Global fractures are deepening, four years after the starting gun fired by Trump’s US-China trade war, with top losers likely to include China’s economy and US equities. Our China economist Rory Green estimates that a decoupling scenario similar to that outlined above could add a 1-2 ppt drag on potential Chinese growth over the next 5 years to yield an average 3-4% annual GDP rate on our TSL measure (vs 5-6% in consensus mainland forecasts), with downward risks if an accelerated decoupling takes place (e.g., a EU/Northeast Asia split from China too). Meanwhile, our chief economist Charles Dumas warns that as deeper fracturing gets priced into the market, this will slash CAPE (using a 7.5 year cycle-length) and thus US equity valuations from an inflated 32 in Q1/22 (if down from 34 in Q4/21) vs a post-Cold War average of just over 25 and under 14 from 1914-91. As decoupling accelerates, can a bear market be far behind? For more on the principles of our CAPE analysis, and for why the EU is likely to decouple from China as Tech shocks to come in Cold War 2.0.

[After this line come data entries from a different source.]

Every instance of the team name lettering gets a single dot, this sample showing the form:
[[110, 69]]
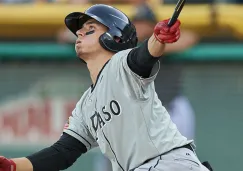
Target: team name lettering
[[113, 109]]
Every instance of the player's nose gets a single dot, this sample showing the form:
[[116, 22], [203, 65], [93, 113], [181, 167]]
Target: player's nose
[[80, 33]]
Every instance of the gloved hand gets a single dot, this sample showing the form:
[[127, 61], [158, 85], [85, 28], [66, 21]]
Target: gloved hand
[[7, 164], [165, 34]]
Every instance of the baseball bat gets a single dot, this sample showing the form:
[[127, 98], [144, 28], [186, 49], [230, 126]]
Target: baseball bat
[[178, 8]]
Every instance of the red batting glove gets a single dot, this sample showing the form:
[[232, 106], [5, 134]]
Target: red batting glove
[[7, 164], [165, 34]]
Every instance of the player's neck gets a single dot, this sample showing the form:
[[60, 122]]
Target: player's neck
[[96, 64]]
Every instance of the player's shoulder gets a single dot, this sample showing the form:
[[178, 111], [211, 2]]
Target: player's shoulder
[[84, 96]]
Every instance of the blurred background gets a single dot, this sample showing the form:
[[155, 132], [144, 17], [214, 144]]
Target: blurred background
[[200, 82]]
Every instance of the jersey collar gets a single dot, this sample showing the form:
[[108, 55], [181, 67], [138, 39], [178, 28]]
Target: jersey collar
[[93, 86]]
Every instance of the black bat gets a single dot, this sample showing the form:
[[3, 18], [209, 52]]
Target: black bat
[[178, 8]]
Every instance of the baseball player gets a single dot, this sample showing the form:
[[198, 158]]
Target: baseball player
[[120, 112]]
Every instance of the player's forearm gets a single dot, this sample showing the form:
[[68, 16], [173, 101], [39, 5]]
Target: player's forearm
[[23, 164], [156, 48]]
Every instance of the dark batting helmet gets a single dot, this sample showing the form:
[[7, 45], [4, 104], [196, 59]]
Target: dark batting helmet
[[118, 24]]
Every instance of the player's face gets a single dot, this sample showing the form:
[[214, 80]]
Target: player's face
[[88, 38]]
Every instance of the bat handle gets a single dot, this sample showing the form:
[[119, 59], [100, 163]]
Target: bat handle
[[173, 19]]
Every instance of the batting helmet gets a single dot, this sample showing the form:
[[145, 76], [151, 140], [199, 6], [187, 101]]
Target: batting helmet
[[118, 24]]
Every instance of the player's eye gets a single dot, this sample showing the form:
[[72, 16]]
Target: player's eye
[[91, 27]]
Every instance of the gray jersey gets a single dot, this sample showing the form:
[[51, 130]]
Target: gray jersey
[[124, 117]]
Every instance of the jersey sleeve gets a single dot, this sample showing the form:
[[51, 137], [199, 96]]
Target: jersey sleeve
[[135, 85], [77, 128]]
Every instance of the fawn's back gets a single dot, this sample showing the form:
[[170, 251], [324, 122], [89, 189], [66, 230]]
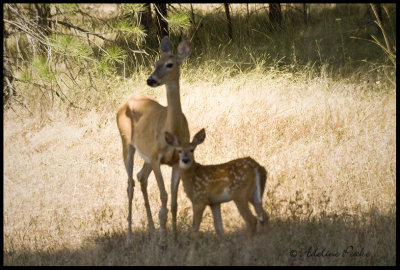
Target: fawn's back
[[236, 179]]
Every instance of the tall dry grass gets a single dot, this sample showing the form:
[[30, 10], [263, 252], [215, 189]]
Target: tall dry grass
[[328, 145]]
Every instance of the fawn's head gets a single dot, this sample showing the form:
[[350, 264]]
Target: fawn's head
[[168, 66], [185, 151]]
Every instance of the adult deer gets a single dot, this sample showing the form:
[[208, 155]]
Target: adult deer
[[241, 180], [142, 123]]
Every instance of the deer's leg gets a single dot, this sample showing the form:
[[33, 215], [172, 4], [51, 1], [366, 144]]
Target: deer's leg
[[198, 210], [245, 212], [263, 216], [175, 178], [143, 176], [216, 211], [128, 154], [163, 213]]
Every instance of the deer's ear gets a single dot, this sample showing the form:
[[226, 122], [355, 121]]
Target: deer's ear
[[184, 49], [199, 137], [171, 139], [166, 45]]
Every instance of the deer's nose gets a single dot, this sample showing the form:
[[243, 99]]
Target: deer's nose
[[152, 82]]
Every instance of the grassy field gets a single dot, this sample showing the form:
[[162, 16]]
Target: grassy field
[[327, 141]]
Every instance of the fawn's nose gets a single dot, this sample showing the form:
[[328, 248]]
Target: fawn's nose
[[151, 82]]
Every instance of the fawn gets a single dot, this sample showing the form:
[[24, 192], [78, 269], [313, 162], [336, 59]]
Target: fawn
[[241, 180]]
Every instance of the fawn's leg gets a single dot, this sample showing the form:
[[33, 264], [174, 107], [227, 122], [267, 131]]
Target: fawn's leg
[[143, 176]]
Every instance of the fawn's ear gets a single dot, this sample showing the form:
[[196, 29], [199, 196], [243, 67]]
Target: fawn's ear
[[184, 49], [171, 139], [166, 45], [199, 137]]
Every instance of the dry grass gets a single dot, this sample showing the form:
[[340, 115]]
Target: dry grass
[[329, 147]]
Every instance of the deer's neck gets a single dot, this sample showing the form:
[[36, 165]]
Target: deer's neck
[[174, 109]]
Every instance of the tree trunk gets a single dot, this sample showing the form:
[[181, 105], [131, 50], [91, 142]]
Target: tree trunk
[[228, 17], [162, 25], [43, 15], [305, 14], [275, 15]]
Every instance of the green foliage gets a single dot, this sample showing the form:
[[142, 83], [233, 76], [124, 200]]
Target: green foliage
[[70, 46], [114, 55], [131, 31], [133, 9], [178, 21]]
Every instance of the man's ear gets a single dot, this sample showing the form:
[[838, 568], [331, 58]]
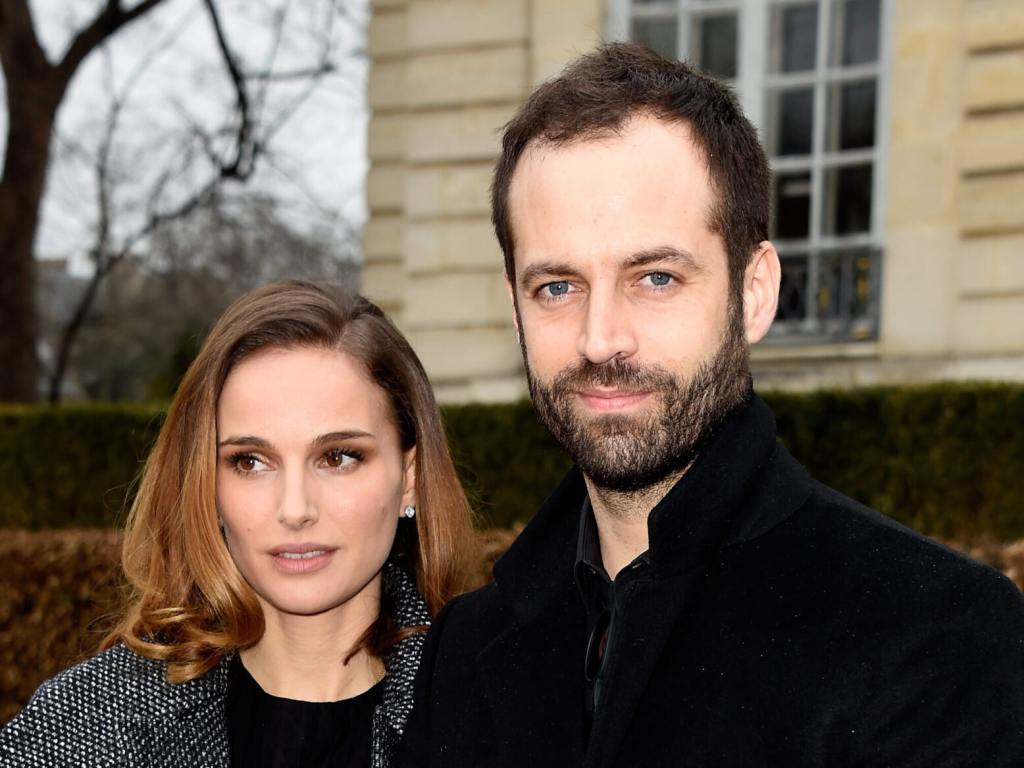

Goldman is more circumspect but its global views do not account for liberal versus illiberal trading blocs which is the future:

Many commentators expect the world to deglobalize following the US-China trade war, the pandemic, and the invasion of Ukraine. We take a longer perspective and ask if globalization—the growth in cross-border movement of goods, capital, people, technologies, data, and ideas—has already started to reverse.

Despite a rapid 2021 rebound, global goods trade has edged down by 4pp as a share of global GDP since the GFC, largely due to a fall in the trade intensity of China output.

Cross-border flows of direct investment and equity portfolio investment have declined sharply relative to global GDP since the 2000s, although these investments have edged higher on a cumulative stock basis. Similarly, net immigration flows in advanced economies have trended down over the past decade, but the population share born abroad has edged up further. Global tourism exports trended up until the pandemic collapse in 2020.

Exports of computers and communication services as a share of GDP have risen steadily, while cross-border data flows have continued to surge.

Taken together, the term slowbalization—slowing growth in cross-border moves—better describes trends for goods, capital, and people over the past 10-15 years than deglobalization—outright declines in cross-border flows and stocks. The surge in digital cross-border activity also supports the notion of newbalization, where globalization slows in tangible areas but accelerates in intangibles.

The big one is capital flows into China. It is these that are allowing it to manage its “impossible trinity” of controlling only two of three macro inputs of interest rates, currency value and capital flows.

Once the West bans capital flows to China it will enter a debt crisis that will shock its economy to the core.

It will hurt us too with higher interest rates but nowhere near as much.